The "Project for Excellence in Journalism" is an initiative to clarify and raise the standards of American journalists. Created by a wide range of journalism practitioners with the Columbia University Graduate School of Journalism and underwritten by the Pew Charitable Trusts,
"The project pursues the aim of clarifying standards by bringing journalists together to decide for themselves what their purpose and aims are."
With the Nieman Foundation at Harvard, this project sponsors The Committee of Concerned Journalists, a consortium of reporters, editors, producers, publishers, owners, and academics worried about the future of the profession. According to the committee's "Statement of Concern,"
"This is a critical moment for journalism in America. While the craft in many respects has never been better consider the supply of information or the skill of reporters there is a paradox to our communications age. Revolutionary changes in technology, in our economic structure, and in our relationship with the public, are pulling journalism from its traditional moorings."
The group has already held a number of forums to create a "national conversation" among journalists about principles.
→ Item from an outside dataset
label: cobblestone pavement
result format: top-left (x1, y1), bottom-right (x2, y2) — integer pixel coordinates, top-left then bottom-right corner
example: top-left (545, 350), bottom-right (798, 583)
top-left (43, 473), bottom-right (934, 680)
The committee's web page (www.journalism.org/concern.htm) outlines the goals of the conversations:
- to clarify and renew journalists' faith in the core principles and function of journalism
- to create a better understanding of those principles by the public
- to engage and inform ownership and management of these principles and their financial as well as social values
Another focus of the project and the committee is the recently released "Local TV News Project." The study examined evening news at stations in 20 markets ranging in size from Albuquerque to New York. Stations received a letter grade which included ratings with a quality score that considered: topic range, focus, source expertise, local relevance, enterprise, number of sources, and viewpoints. In Seattle, KING-TV got a "C," KOMO-TV a "D," and KIRO-TV and "F+." It is noteworthy, if not conclusive, that the highest scoring station in the study was WEHT-TV in Evansville, Indiana, a privately owned stand-alone. The lowest score went to WTAE-TV, a Hearst media conglomerate property in Pittsburgh.
Local relevance in political coverage is part of what this report considers "supporting citizen effectiveness." But in most news media, that support is limited to coverage of elections. Citizens do need to know about the issues being considered and the positions of candidates standing for election. The problem has been that through the 1980s, coverage was mostly of the "contests," the personalities, and the intrigues. The issues behind the races and the real qualifications of the candidates are often utterly ignored. This shortcoming was so clear in the 1988 presidential elections that extensive reform of election coverage was apparent by 1992, nation-wide. The move toward civic journalism journalism intended to engage its public was partly born of this.